Mere color, unspoiled by meaning, and unallied with definite form, can speak to the soul in a thousand different ways.  Oscar Wilde




White is not a mere absence of color; it is a shining and affirmative thing, as fierce as red, as definite as black.  God paints in many colors; but He never paints so gorgeously, I had almost said so gaudily, as when He paints in white.  Gilbert K. Chesterton




ELOQUENCE, n.

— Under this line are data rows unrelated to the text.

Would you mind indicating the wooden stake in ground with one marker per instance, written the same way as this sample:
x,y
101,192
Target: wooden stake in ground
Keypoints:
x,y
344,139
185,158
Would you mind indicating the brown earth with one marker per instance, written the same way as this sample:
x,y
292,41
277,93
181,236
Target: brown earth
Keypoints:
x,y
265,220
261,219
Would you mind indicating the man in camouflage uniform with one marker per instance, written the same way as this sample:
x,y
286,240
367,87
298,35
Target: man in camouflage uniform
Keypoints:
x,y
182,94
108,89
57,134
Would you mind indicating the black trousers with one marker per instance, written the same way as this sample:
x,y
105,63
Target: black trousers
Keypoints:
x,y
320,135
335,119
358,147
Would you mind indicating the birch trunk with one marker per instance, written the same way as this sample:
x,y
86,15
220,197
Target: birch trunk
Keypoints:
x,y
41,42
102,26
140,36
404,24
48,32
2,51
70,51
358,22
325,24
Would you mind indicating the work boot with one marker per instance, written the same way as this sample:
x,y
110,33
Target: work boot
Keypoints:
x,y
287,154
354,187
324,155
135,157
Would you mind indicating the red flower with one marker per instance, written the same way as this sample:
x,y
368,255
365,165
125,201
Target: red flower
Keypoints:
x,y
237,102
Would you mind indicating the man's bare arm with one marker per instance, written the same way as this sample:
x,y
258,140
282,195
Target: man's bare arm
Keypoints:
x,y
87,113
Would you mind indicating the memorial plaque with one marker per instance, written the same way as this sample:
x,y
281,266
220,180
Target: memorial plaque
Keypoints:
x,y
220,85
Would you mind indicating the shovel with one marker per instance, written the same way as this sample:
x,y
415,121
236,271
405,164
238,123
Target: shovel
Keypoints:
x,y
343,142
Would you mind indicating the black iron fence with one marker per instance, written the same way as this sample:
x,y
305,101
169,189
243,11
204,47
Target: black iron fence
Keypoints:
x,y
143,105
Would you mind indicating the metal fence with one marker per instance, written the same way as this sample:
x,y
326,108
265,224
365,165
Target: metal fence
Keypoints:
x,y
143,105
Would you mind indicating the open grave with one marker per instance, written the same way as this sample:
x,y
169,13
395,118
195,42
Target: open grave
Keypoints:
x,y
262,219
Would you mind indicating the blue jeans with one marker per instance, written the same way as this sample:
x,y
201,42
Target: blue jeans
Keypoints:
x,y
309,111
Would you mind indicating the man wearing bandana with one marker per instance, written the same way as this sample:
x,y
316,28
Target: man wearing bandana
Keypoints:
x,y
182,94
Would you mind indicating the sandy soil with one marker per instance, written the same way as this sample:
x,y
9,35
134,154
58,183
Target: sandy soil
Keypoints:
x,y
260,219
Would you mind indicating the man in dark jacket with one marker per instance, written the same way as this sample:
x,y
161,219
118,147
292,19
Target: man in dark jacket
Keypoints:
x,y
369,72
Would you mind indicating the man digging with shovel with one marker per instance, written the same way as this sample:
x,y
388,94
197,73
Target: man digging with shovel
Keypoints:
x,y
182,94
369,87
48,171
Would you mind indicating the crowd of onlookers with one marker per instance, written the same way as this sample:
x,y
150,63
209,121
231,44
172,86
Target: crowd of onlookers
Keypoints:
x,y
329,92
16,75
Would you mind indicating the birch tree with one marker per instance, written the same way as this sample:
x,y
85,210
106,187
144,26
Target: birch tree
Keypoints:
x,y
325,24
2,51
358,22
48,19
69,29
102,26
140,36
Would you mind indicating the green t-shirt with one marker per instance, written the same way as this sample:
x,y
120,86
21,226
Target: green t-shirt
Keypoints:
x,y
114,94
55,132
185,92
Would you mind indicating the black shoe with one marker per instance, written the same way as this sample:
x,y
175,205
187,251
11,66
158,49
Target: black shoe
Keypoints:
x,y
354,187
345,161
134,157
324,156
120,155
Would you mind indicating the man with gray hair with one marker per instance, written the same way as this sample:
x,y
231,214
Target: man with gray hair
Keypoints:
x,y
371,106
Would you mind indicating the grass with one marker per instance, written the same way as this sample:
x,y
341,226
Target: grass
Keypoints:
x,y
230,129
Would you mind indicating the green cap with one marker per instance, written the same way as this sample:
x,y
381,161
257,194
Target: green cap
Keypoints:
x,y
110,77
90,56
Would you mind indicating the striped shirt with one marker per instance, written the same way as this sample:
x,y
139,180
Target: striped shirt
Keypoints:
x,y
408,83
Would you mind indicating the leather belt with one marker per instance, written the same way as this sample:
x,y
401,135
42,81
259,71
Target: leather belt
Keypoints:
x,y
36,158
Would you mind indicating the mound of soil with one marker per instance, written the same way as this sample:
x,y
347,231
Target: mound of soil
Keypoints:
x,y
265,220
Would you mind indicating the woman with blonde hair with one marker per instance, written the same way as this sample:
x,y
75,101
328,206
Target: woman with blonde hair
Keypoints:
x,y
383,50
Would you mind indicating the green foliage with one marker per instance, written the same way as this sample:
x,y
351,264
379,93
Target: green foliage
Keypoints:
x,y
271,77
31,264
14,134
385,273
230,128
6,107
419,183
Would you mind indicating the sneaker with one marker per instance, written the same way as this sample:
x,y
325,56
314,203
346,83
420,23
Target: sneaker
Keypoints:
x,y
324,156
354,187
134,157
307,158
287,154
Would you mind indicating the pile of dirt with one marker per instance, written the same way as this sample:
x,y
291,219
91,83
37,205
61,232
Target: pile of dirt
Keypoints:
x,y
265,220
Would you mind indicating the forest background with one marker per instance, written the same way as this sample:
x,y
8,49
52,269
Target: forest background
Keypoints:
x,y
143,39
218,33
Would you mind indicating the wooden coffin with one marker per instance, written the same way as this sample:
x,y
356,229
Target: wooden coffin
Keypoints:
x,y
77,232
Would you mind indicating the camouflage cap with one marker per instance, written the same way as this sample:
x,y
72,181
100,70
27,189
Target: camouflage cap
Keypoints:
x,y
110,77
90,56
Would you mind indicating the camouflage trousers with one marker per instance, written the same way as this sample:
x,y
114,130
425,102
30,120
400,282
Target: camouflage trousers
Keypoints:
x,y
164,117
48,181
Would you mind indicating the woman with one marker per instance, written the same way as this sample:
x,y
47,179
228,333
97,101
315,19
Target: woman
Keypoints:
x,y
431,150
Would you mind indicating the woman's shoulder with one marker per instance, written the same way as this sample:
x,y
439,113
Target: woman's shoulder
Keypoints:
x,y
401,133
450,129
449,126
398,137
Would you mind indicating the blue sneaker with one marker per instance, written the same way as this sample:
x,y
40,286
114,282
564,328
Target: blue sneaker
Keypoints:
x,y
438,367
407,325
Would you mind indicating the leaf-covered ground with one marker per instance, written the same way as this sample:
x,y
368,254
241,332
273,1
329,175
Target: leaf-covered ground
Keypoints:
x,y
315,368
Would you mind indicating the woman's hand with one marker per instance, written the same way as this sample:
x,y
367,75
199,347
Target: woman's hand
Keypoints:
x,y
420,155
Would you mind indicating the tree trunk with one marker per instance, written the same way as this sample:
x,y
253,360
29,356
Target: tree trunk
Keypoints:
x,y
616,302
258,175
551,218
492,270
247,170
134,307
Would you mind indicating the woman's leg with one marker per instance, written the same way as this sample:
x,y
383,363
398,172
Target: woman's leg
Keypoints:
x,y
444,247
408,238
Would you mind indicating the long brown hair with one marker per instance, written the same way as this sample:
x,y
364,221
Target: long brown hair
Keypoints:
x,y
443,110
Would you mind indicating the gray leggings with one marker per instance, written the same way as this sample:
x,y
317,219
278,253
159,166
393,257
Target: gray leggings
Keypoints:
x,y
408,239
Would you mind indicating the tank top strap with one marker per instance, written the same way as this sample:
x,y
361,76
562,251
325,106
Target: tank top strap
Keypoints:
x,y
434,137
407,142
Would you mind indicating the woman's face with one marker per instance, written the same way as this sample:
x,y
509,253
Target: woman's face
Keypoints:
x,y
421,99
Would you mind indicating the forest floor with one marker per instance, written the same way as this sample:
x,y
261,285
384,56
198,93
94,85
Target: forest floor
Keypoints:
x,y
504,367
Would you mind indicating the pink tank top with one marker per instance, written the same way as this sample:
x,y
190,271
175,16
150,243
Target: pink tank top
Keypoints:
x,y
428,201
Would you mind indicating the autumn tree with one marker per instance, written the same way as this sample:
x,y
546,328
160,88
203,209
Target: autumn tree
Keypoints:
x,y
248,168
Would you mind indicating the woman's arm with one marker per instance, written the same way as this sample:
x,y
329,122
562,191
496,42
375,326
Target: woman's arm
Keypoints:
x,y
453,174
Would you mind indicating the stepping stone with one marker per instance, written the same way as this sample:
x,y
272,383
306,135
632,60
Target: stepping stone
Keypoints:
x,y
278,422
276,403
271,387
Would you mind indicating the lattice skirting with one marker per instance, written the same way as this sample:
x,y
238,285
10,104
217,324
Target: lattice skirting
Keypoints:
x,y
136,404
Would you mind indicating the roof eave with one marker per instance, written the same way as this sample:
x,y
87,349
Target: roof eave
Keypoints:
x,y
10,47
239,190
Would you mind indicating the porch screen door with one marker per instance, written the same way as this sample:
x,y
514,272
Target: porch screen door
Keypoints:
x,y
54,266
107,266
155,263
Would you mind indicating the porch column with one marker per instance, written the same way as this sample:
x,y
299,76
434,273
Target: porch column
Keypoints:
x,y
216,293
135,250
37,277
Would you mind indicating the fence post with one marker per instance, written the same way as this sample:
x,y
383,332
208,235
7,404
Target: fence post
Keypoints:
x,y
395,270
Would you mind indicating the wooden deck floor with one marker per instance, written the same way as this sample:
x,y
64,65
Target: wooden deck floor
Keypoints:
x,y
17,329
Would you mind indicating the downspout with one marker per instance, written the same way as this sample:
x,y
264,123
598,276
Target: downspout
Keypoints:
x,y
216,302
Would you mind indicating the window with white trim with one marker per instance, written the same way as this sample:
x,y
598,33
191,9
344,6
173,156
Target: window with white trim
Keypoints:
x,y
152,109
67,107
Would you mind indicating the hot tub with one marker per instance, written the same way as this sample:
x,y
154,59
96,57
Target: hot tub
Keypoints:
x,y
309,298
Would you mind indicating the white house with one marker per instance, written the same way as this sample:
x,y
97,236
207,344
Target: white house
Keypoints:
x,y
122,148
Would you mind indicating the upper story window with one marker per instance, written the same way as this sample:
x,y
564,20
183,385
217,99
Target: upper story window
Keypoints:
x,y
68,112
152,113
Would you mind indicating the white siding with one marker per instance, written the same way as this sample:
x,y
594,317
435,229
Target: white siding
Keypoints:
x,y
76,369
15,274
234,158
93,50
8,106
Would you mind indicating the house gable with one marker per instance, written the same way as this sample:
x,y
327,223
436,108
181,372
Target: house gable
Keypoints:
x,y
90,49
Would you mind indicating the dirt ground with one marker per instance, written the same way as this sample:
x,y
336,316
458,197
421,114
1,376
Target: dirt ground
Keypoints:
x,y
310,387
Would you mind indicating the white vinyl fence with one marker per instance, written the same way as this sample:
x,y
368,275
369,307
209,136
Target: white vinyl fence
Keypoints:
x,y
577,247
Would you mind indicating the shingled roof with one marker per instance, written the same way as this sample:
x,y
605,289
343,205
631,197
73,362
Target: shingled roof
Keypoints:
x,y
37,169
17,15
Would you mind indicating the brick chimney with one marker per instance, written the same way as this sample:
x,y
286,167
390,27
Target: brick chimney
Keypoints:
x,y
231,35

The art of orally persuading fools that white is the color that it appears to be.  It includes the gift of making any color appear white.  Ambrose Bierce




Color, especially white, is rumbling rather persistently through my mind the last few days.  It has come up in in so many contexts over the years...color theory...philosophy...film versus video...fabric...language...fragrance...I think about that paths white has used to enter my conscious...

...how I like white, because it allows you to easily contemplate contour and shadow...

...the color of the good guy's ten gallon hat...GALLON water has no color...WATER makes the snow...WATER AND TEN frozen water falling now is ten times the volume it would be if it were rain...RAIN on my parade, would be embarassing if I were wearing white...WHITE is not the color of my true love's hair, but is the color I should wear if we get married.  Well, that if, plus one more "if"...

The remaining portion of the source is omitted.